Cooper T W, Bauer E A, Eisen A Z
Coll Relat Res. 1983 May;3(3):205-15. doi: 10.1016/s0174-173x(83)80004-1.
A specific and sensitive indirect inhibition enzyme-linked immunosorbent assay (ELISA) was develop for human skin collagenase. Using an antiserum dilution of 1: 8000, the ELISA could detect 0.2 ng of enzyme, which was approximately 10 times more sensitive than the previously described radioimmunoassay for human skin collagenase. The assay was also highly reproducible. In comparative studies, bacterial, tadpole and crab collagenases did not react in the ELISA. Rat uterine collagenase and collagenases from bovine gingival explants and fibroblasts displayed approximately 0.1% of the reactivity found with human skin collagenase. Human synovial and gingival collagenases and collagenase from skin fibroblasts from patients with recessive dystrophic epidermolysis bullosa showed almost complete identity with the normal human skin fibroblast enzyme.
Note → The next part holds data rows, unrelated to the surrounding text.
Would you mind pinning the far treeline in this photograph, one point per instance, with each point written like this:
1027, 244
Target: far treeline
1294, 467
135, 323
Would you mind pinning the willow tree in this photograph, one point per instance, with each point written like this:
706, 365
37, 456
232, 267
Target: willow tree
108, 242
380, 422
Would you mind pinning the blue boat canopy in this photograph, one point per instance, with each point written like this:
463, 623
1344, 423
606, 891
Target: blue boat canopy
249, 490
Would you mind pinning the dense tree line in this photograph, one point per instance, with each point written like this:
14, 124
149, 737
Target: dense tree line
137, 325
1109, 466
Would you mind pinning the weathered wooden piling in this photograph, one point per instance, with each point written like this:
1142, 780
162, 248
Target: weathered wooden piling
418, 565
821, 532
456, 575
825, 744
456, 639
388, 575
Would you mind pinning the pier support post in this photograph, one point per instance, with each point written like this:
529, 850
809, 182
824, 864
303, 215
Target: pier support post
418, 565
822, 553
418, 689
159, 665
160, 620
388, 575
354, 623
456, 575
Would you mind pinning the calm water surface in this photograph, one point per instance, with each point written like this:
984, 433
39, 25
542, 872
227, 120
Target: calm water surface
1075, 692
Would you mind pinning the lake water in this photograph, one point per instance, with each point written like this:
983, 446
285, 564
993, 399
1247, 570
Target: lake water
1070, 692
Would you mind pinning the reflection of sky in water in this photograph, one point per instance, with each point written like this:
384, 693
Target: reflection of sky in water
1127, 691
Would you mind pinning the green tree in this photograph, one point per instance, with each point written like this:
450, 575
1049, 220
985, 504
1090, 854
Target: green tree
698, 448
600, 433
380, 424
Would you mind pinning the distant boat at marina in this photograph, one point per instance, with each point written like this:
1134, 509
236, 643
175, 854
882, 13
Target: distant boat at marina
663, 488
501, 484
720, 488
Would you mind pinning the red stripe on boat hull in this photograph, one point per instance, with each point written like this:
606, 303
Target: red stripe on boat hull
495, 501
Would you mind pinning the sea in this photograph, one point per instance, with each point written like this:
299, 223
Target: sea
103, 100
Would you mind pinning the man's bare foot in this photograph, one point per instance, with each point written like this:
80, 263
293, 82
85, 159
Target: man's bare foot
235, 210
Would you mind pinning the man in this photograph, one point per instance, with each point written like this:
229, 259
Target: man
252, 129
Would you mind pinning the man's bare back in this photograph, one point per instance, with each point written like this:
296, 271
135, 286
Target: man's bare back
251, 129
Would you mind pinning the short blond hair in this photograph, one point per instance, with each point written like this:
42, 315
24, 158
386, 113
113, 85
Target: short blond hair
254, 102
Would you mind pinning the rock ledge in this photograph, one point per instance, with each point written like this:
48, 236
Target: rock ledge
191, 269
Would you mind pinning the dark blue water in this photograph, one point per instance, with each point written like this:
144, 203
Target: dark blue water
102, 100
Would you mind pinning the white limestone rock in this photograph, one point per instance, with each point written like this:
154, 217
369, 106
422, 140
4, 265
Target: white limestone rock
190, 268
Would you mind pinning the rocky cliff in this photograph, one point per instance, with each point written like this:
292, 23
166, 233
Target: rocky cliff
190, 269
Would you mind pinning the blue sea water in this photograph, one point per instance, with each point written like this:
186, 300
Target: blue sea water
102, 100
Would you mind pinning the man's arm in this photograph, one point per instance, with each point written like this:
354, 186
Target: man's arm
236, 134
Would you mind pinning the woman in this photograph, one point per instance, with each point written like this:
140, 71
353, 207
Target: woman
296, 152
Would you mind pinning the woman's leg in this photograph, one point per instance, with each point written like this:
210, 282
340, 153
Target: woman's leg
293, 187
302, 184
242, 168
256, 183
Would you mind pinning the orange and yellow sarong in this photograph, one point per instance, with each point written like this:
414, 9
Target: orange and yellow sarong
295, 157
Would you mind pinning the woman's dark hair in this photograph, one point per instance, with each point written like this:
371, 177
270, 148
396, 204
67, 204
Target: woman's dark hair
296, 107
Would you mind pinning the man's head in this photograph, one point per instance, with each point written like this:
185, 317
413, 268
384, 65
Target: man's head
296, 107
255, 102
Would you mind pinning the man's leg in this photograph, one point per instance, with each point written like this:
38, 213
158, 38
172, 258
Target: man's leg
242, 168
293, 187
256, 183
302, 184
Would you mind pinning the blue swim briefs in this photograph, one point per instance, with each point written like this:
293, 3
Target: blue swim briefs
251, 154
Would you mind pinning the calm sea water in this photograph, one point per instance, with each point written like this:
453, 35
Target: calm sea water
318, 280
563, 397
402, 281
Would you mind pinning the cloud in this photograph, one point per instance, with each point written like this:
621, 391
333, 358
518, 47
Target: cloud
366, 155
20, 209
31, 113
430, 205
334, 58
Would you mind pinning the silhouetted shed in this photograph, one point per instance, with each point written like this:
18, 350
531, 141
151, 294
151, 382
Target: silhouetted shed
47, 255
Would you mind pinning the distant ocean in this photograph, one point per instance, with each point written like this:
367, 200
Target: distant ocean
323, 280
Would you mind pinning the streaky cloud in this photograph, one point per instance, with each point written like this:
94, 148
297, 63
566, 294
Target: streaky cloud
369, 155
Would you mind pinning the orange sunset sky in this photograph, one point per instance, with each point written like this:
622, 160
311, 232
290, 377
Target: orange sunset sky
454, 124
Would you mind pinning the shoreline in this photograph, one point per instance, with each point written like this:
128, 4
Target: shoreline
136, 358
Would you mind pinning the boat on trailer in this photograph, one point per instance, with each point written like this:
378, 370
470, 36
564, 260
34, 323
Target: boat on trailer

已开发出一种针对人皮肤胶原酶的特异性且灵敏的间接抑制酶联免疫吸附测定法(ELISA)。使用1:8000的抗血清稀释液,该ELISA可检测到0.2纳克的酶,其灵敏度约为先前描述的人皮肤胶原酶放射免疫测定法的10倍。该测定法也具有高度的可重复性。在比较研究中,细菌、蝌蚪和蟹胶原酶在ELISA中无反应。大鼠子宫胶原酶以及来自牛牙龈外植体和成纤维细胞的胶原酶的反应性约为人皮肤胶原酶的0.1%。人滑膜和牙龈胶原酶以及隐性营养不良性大疱性表皮松解症患者皮肤成纤维细胞的胶原酶与正常人皮肤成纤维细胞酶几乎完全相同。